Мы всё проспали. Потому что долго взрослели. Предыдущее поколение - оно было хватче, организованнее, ярче. Оно брало судьбу за рога. Когда строило страну и разрушало страну, когда боролось за мир и воевало в Афгане, когда хлопало вождям и свергало вождей - оно вершило большие дела.

Мы же долго числились в юниорах, а потом сели на скамейку запасных, подвинутые молодыми - хваткими, организованными, злыми. Мы не отметились на больших стройках. Не рвались в космос. Не били врага. Мы седые и лысые, но не настолько, чтобы ходить в ветеранах, сгибаясь под тяжестью наград. У нас нет наград, и это правильно. Нас не за что награждать. С нас довольно грамот и благодарностей, сложенных в пыльную папку.

Мы похожи на шукшинского старика. Его считали умным. Потому что когда ушли его сверстники, деревня заметила: а этот-то жив! Значит, что-то в нём есть, если другие там, а он здесь.

А он не блистал умом. Он просто жил и жил. Не лез на рожон. Был осмотрительным. Не брал на себя лишнего. И дотянул до преклонных лет. Он дотянул - теперь наша очередь. Слыть умными в силу возраста. Если сможем. Других достижений нет.

Помнишь, Гоша - скажу я Гоше, - помнишь, Гоша, как в 1991-ом мы прочли объявление об Испании? Советскую молодёжь звали собирать апельсины. Да, может быть, нам не заплатили бы ни копья, может, было бы трудно, нас даже могли бросить посреди Пиренеев без гроша в кармане. Но это было бы эдвенче - приключение.

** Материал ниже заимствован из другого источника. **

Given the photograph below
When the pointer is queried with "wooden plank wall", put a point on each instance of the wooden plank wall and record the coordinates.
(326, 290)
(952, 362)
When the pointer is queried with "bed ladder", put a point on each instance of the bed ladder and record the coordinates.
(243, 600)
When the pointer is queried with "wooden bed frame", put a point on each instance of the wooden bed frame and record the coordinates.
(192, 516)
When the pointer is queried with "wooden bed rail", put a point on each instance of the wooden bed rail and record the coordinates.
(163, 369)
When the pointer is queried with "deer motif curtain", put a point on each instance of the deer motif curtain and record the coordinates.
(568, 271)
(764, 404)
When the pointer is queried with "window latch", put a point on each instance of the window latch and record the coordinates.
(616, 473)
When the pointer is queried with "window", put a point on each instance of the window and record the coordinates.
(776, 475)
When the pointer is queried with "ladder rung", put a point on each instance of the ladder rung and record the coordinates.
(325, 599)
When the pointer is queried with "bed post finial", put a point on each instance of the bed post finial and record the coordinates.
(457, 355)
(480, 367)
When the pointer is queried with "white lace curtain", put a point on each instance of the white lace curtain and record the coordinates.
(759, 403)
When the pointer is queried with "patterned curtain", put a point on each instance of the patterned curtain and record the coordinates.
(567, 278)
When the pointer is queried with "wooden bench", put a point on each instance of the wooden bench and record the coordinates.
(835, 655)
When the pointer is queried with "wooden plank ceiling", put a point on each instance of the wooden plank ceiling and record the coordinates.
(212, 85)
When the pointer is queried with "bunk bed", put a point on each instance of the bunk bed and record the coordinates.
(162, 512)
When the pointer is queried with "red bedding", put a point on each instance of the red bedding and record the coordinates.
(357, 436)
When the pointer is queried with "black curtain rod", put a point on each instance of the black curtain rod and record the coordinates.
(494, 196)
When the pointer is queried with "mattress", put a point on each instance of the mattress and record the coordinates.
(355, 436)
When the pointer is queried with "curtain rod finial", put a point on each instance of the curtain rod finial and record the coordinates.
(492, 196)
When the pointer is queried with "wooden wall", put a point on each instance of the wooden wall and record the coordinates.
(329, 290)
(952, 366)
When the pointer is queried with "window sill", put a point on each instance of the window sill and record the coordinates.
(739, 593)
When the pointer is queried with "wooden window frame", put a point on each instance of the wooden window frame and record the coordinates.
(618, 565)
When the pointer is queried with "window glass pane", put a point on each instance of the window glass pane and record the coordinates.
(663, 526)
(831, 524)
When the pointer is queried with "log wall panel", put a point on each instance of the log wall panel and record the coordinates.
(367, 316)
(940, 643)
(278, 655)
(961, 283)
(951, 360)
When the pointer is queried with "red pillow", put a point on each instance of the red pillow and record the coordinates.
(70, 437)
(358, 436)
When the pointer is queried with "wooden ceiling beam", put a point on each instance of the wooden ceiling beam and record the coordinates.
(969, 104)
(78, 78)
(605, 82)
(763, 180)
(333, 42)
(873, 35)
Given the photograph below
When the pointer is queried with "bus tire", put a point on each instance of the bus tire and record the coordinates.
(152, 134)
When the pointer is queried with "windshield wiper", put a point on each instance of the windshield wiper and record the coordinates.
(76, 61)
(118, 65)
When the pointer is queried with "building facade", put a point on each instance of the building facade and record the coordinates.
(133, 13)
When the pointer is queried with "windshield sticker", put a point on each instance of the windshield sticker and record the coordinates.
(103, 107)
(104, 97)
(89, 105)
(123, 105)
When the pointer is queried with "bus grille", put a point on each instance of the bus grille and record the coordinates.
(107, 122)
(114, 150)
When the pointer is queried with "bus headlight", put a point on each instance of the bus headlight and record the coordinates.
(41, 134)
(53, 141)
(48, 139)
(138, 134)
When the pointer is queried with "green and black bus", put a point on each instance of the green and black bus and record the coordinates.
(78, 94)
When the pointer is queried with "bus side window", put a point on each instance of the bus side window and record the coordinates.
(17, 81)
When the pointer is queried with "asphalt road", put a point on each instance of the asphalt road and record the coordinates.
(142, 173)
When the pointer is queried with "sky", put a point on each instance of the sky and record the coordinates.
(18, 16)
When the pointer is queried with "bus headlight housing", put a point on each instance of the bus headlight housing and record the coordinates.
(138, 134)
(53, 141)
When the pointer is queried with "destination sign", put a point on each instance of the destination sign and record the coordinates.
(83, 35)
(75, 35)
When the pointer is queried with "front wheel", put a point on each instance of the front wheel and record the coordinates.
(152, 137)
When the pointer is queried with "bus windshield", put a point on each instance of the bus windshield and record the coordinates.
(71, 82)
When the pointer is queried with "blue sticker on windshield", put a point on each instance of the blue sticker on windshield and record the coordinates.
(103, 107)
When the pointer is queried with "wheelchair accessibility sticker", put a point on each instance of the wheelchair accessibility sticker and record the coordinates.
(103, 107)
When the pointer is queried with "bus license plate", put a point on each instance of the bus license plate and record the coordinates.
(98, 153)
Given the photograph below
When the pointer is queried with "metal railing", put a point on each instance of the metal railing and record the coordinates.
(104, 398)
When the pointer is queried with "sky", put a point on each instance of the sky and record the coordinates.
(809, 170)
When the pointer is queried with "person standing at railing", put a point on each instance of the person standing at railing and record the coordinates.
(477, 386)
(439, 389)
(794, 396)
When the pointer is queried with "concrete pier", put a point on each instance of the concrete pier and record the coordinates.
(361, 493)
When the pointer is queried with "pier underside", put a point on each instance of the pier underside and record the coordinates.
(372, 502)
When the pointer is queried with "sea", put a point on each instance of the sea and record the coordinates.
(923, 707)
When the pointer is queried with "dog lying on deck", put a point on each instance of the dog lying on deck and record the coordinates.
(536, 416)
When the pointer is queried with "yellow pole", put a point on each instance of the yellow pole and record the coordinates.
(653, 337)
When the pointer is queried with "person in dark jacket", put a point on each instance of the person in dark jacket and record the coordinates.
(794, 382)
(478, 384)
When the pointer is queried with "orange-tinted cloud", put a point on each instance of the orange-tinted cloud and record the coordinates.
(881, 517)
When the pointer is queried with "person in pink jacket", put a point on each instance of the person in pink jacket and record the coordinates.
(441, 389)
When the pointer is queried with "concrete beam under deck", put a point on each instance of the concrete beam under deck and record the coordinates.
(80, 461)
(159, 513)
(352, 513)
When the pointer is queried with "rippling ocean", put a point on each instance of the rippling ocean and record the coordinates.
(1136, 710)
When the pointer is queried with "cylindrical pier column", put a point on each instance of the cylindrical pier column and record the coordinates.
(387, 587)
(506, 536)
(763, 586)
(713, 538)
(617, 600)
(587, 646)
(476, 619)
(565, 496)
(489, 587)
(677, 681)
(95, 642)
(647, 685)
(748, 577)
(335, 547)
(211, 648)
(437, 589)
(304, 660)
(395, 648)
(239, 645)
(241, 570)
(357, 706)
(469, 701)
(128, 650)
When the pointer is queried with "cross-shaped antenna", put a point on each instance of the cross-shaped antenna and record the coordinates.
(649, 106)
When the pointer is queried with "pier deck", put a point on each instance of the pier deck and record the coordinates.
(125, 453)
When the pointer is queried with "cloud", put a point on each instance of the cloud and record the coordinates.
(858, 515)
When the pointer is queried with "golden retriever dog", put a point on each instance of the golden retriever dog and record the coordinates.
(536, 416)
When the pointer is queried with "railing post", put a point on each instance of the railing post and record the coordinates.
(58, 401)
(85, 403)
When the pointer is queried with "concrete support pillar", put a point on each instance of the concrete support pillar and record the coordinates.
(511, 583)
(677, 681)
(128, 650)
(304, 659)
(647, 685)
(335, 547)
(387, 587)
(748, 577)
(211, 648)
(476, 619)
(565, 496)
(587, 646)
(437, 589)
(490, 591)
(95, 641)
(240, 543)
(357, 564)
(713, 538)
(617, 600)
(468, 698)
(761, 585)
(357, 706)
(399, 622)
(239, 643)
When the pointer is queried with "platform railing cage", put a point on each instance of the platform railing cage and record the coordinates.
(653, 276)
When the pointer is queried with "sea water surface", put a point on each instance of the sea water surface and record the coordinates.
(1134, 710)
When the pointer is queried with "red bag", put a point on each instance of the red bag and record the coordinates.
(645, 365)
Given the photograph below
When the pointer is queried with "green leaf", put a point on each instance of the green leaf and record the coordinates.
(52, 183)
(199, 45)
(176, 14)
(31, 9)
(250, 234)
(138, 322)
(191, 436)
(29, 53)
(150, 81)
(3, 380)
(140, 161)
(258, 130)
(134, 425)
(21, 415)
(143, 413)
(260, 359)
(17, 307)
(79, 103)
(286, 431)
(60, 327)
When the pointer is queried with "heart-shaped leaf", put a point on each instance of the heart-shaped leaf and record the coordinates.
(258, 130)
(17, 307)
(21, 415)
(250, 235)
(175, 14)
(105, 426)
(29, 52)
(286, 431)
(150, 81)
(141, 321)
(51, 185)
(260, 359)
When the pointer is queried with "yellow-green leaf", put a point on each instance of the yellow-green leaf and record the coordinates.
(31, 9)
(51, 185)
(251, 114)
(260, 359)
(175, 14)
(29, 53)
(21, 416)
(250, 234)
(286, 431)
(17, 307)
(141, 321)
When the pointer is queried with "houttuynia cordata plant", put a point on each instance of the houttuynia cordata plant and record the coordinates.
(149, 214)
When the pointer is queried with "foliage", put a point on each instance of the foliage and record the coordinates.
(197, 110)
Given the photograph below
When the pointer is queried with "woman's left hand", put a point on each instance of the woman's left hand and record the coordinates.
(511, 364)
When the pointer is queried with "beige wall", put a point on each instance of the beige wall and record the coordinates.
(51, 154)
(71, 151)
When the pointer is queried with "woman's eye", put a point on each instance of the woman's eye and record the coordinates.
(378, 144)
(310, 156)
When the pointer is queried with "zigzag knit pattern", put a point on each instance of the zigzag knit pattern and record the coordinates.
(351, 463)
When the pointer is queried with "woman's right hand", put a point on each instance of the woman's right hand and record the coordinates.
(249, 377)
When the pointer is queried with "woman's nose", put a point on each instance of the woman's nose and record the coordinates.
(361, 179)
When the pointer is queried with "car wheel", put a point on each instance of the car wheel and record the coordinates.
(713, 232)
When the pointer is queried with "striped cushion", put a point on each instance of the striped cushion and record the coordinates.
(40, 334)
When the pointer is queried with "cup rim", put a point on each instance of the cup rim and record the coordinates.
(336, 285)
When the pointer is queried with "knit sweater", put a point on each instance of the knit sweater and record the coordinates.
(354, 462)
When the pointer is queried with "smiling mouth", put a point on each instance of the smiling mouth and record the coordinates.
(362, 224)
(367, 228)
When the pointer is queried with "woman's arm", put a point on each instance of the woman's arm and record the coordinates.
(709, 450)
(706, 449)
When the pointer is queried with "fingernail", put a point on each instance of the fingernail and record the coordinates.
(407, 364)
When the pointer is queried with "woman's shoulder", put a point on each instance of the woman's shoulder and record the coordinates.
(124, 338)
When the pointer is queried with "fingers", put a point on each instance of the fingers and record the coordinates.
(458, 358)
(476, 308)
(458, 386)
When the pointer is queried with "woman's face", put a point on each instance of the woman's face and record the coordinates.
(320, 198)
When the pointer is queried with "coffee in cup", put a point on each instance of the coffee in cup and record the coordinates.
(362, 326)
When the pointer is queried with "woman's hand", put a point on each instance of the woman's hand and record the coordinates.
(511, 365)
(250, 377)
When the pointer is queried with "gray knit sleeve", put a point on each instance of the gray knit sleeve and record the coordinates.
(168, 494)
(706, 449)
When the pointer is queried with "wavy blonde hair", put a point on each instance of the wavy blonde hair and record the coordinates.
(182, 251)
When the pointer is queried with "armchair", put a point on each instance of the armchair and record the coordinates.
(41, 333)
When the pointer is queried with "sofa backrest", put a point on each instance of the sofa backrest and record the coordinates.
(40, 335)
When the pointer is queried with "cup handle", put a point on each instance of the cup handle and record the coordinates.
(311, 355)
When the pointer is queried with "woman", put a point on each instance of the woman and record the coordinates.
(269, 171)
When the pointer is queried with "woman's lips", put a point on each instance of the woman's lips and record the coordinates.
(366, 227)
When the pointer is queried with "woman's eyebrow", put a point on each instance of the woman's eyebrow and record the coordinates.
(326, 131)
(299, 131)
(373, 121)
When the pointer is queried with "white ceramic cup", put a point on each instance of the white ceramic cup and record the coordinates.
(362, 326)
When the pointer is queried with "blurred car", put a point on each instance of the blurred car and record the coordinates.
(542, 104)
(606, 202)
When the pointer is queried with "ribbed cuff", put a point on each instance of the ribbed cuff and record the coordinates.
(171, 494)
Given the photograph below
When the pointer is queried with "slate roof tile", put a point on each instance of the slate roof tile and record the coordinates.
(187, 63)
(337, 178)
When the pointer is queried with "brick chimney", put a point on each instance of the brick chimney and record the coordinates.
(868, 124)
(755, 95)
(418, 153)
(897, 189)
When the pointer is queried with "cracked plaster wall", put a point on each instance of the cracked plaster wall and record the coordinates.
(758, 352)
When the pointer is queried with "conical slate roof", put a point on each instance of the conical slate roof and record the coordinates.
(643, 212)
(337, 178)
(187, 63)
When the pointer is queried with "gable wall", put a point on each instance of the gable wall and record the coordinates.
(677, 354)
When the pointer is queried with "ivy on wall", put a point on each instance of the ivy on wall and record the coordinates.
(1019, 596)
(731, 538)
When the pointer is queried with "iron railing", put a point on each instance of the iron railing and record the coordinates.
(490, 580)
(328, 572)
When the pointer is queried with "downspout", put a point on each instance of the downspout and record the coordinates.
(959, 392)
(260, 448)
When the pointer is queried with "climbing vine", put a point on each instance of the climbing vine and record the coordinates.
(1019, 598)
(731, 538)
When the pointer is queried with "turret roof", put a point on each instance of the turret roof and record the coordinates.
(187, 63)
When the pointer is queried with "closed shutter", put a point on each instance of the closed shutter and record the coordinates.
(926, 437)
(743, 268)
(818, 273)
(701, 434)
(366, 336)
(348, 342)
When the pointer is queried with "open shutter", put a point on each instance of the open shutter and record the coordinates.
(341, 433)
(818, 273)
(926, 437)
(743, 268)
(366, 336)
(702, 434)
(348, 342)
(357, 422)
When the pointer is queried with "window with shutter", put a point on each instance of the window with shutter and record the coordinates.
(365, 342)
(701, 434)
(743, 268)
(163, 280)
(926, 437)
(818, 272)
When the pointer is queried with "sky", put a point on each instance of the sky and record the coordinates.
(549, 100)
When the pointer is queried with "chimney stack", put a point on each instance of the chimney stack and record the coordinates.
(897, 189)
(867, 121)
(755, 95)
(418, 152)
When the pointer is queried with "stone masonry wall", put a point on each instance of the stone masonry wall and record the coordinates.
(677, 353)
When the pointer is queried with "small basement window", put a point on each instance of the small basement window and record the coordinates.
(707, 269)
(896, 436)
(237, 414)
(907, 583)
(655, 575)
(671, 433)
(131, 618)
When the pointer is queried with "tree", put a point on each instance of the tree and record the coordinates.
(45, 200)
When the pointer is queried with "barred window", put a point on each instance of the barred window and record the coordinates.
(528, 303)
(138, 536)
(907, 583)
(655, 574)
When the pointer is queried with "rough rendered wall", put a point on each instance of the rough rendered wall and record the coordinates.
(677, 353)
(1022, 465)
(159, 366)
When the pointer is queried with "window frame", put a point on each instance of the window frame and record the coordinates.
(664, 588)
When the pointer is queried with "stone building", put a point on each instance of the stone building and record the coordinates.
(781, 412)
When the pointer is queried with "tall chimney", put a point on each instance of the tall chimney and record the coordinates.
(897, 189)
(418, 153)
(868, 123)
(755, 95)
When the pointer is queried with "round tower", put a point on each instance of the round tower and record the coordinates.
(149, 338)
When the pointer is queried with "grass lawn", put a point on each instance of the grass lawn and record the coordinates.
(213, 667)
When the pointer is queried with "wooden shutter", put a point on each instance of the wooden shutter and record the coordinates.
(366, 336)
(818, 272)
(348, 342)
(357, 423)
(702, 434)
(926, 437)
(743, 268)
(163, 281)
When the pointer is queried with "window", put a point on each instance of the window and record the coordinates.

А мы оробели и остались в Собинке. И в следующие 30 лет лишь переместились на 30 километров восточнее - во Владимир. Это всё. Ты сидишь на кассе, я сижу в редакции. Нас разделяют двести шагов. Ты считываешь штрих-коды, а я мысленно обращаюсь к тебе: для истории мы равны. Ноль, умноженный на ноль, по любому ноль, такие дела, брат.

Чёрт побери, подумать только, в каком-то занюханном Симбирске в одной гимназии сидели два сопливых гимназиста, которые потом перевернули мир. Керенский и Ленин. Из каких только заштатных городов и селений, деревень и местечек, настоящих медвежьих углов не являлись люди, заставлявшие говорить о себе свет!

А мы, что сделали мы, друзья и однокашники, полвека покоптив это небо? Я мечтал написать книгу - где она? Она разбрызгана по газетным статейкам, выпущенным большей частью под псевдонимами. Мы все о чём-то мечтали - где оно, это всё?

Нами всё ещё управляют те, кто старше нас, а когда умрут - придут молодые, ибо одряхлевший мир сметают молодые сердца, а не наши, заплывшие жиром и подпираемые печенью.

Мы смотрим на детей, и думаем, что они - наше продолжение. Не дай Бог! У нас всё ушло в трубу - мечты, слова, мысли. Мы хвастаем друг перед другом ширью квартир и лошадиными силами под капотом, как когда-то моя соседка - купленной стенкой «Русь». Мы станем смешны нашим детям! Когда-нибудь они перестанут гордиться нами и будут нас жалеть. Это неплохо. Они добры.

Пятьдесят. Я поднимаю бокал и обращаюсь к своим друзьям. Я знаю, что будет потом.

Мы напьёмся. Если они придут. Но они не придут. Потому что будет рабочий день. И они за рулём. И кому-то утром надо везти тёщу в деревню. Или наоборот, самому ехать в деревню к тёще. Мы даже этого не можем - напиться в свои пятьдесят. Потому что мы прагматичные. Мы занятые. Мы делаем нужные, хотя и незаметные дела.

Если бы мы жили в деревне, то лет через 20 деревня заметила бы: «Да они умные!». Но мы в городе. Тут таких много. Не настолько старых, чтобы слыть мудрецами. Не таких молодых, чтобы ждать от нас больших дел.

Мы просто живём. А собственно, что ещё делать?